The range of forecasts from more than five-dozen economists was 949,000 to 1.1 million, so the actual print was well below the lowest guess. It was the fourth consecutive monthly decline.

The pace is, of course, still well ahead of that seen in November of 2019. Specifically, 19.5% higher than a year ago, underscoring the extent to which pandemic trends and record-low mortgage rates have fueled what some worry is a new housing bubble in America.

The median sales price of new houses sold last month was $335,300, while the average price was $390,100.

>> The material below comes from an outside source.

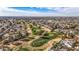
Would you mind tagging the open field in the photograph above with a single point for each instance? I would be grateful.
(39, 33)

Although the market remains extremely tight, the series is developing a “U-shape,” if you will. Months’ supply was 4.1 for November, versus 3.6 in October. We are now off the all-time lows.

This is just incremental data, but coming back to remarks made here at the outset (i.e., when considered in conjunction with Tuesday’s read on existing-home sales), we may be seeing signs that the market is transitioning to “rolling boil” from “screeching tea kettle.”

“An astute client recently questioned whether or not the Fed is at risk of creating another housing bubble comparable to that which triggered the 2009-2010 crisis,” BMO’s US rates team remarked on Tuesday.

“The short answer is ‘not yet’ — although the longer monetary policy is extraordinarily  accommodative, the more topical financial stability will become,” they added.